“Us adults are frequently suspicious of the young. You see it all the time on the news, hear the whispers on the streets. It’s always seen as such a terrible thing that young people are gathering with their friends, wearing strange clothes, saying words we’ve never heard, listening to music we don’t like. We forget so quickly that you’re us and we’re you.” – Poppy’s mom from ‘Ten Birthdays’
Hello people of the internet!!! On today’s ‘Monday Memos’ we’re going to review a very interesting new book by author Kerry Wilkinson called ‘Ten Birthdays’, which was provided for review by Bookouture. This book was released in May of 2017, and is a coming of age story about a British teenager. So let’s get to why you’re all here, the book review! Ready? Ok, let’s go!!!
‘Ten Birthdays’ follows the life of Poppy Kinsey as she evolves from a 16 year old teenager, into a 25 year old woman.
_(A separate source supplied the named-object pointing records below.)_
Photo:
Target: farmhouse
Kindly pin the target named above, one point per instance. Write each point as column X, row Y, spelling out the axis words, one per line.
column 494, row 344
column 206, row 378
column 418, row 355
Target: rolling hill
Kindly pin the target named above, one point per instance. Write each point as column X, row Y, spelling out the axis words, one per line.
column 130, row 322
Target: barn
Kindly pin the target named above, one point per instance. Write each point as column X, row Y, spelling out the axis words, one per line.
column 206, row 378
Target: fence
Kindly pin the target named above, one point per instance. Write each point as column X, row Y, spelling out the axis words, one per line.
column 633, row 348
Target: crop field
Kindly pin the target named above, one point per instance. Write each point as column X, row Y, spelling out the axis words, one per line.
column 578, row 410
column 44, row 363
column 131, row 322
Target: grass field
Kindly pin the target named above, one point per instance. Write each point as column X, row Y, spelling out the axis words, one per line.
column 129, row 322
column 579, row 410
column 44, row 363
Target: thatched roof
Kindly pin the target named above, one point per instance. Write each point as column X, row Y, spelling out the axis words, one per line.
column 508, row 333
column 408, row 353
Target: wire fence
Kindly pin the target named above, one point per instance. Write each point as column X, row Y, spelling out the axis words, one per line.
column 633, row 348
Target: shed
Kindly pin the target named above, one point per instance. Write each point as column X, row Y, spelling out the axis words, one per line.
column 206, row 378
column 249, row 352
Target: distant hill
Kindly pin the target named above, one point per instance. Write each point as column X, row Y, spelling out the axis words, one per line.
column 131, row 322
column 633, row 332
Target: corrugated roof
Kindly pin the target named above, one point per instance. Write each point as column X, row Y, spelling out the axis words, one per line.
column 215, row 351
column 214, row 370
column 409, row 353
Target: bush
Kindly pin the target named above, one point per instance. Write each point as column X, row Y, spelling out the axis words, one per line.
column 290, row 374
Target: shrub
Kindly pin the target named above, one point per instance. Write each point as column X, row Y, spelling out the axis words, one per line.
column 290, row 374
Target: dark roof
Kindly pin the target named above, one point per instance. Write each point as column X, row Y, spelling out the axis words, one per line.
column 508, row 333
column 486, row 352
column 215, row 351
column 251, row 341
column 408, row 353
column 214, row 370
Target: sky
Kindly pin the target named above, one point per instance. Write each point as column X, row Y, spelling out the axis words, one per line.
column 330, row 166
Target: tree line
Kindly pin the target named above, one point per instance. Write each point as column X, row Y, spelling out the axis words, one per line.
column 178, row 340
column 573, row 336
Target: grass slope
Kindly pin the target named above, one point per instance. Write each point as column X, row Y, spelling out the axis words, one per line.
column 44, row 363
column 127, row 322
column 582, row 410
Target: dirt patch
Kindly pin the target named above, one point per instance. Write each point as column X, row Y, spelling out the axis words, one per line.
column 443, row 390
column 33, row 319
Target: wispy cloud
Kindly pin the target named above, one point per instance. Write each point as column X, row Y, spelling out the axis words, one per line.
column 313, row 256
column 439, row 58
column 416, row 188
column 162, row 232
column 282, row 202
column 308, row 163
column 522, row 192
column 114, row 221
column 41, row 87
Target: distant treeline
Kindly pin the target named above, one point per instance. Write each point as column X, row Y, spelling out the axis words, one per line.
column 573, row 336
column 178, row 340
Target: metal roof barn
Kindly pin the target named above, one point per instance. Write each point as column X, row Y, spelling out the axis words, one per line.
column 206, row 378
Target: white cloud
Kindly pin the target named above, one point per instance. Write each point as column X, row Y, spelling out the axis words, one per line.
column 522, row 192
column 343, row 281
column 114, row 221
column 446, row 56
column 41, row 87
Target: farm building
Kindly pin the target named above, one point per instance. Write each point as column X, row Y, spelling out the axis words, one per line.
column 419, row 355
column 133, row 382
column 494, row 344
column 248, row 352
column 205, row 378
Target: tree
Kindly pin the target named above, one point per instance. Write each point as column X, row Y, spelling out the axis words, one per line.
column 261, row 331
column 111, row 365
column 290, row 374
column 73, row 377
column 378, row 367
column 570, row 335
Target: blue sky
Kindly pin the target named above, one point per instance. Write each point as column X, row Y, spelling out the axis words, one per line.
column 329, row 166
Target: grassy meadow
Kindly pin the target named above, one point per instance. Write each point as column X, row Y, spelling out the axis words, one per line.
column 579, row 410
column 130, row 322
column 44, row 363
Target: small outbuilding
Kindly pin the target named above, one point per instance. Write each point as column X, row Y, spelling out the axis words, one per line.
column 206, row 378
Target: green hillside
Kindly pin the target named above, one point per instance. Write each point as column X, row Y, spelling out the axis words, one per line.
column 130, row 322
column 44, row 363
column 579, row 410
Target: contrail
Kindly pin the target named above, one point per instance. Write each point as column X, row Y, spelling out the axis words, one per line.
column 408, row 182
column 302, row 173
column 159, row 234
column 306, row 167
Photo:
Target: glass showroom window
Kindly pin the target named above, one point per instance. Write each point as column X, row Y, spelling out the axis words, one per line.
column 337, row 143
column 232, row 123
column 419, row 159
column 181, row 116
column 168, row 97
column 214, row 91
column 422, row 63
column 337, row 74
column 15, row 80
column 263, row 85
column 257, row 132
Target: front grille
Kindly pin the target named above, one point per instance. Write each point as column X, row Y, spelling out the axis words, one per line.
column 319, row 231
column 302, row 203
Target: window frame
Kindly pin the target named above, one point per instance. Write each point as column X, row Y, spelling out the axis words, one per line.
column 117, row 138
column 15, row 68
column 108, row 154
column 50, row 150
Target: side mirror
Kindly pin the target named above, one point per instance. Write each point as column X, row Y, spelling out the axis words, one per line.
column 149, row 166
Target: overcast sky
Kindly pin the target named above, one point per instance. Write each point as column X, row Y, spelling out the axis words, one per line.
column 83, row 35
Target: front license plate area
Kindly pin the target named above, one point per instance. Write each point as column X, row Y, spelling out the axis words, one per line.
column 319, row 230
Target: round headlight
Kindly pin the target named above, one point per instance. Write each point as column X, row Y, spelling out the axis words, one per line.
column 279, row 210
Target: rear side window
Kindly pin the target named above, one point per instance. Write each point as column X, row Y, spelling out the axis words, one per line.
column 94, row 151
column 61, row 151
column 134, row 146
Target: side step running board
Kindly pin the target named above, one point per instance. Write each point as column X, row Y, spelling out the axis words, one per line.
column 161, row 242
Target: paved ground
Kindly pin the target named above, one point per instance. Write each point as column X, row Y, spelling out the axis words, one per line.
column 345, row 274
On her birthday, Poppy receives one of 10 letters her mother wrote for her before her death on Poppy’s 15th birthday. At first Poppy is not sure if she wants to open the letters because it brings painful feelings to the forefront of her mind however, she eventually does read the 1st letter, and for the next 9 birthdays reads one letter a year. Throughout the story we see Poppy’s life change as she deals with friendships, relationships, and finding her purpose in life. Along the way poppy’s mother gives her life advice and tells her stories through the letters she wrote, and thus is able to stay a constant force in Poppy’s life.
Although you would think that this story would be very sad, it is actually more of a coming of age story, than a story of loss. Anyone who has had someone close to them pass away can relate to Poppy’s mixed feelings of love and sadness in regards to the letters her mother left her. Also, I really enjoyed the fact that Poppy is not your stereotypical happy protagonist, and because of this faces struggles and consequences for questionable decisions throughout the course of the book. You find yourself constantly rooting for Poppy, and interested to know what the next year of her life will bring her. I also like that the book shows the difficulties Poppy and her two childhood best friends Mark & Freya face as they grow older and make decisions that determine who the kind of people they will grow up to be. Lastly, although there is not a lot of diversity in this book, Freya is bi-racial (her mother is Jamaican and although the book does not actually describe her father, it does allude to the fact that he is white). Because of all of these factors, I would definitely give this book a 4 smiley face rating. It is a very enjoyable novel that you will not want to put down, and I definitely hope that we will get a sequel one day because I would love to continue to see how these amazing charterers’ lives turn out.